Ms. Pelosi was elected as the 52nd Speaker in 2007 and served until 2011 when the Republicans took over in the 112th Congress.
Although there are many positive signs to bolster Democrats ambitions to win the House, there are other factors which are difficult to currently quantify.
Last summer, Democrats sought to re-brand their messages as "A Better Deal" which was going to couch their progressive politics in economic terms of better jobs, better wages and a better future. What is unsaid in the sloganeering is this would be achieved by bigger government and more regulations. To further that campaign sleight of hand, Democrats sought to recruit lots of veterans as candidates and have them run as ersatz Republicans, like in the Pennsylvania 18th special election earlier this year.
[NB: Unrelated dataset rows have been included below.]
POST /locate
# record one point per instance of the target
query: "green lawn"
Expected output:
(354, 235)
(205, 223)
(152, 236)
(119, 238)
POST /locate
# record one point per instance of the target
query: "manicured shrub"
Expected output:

|[L] House Minority Leader Nancy Pelosi (D-CA 12th) [R] Senate Minority Leader Chuck Schumer (D-NY) announce Democrats 2018 election rebranding "A Better Deal" July 24, 2017|
The problem with that strategy is that it seems to be supersceded by the prominent progressive politics as embodied by Ms Pelosi and the ramparts of the Resistance. Democrats seem ready to grab guns, considering their alignment with the post Parkland Florida "Gun Reform Now" movement. Pelosi is the embodiment of progressive politics, so independent and crossover voters can clearly conceive of the politics they are empowering.
Despite Minority Leader Pelosi's attempts to tamp down talk of impeachment, it is a fair assumption that in the height of campaigning on the hustings, progressive candidates will hawk impeachment as red meat for their left leaning voters. This may well alienate voters who crossed over party lines to vote for Trump as defined by Salena Zito as "The Great Revolt" (2018).
One other problem for Pelosi is to lock up her caucus in a 116th Congress. There was a boomlet for alternatives to Nancy Pelosi's leadership of the Democrat Caucus. Rep. Tim Ryan (D-OH 13th previously 17th) indicated that he may challenge Pelosi. Ryan represents Youngstown, and would represent many blue collar voters who participated in the Great Revolt which swung the 2016 Presidential election to Donald Trump. If more of "The Resistance" inspired Democrats win, even a 79 year old 16 term San Francisco Congresswoman might not be radical enough for them in the 116th Congress.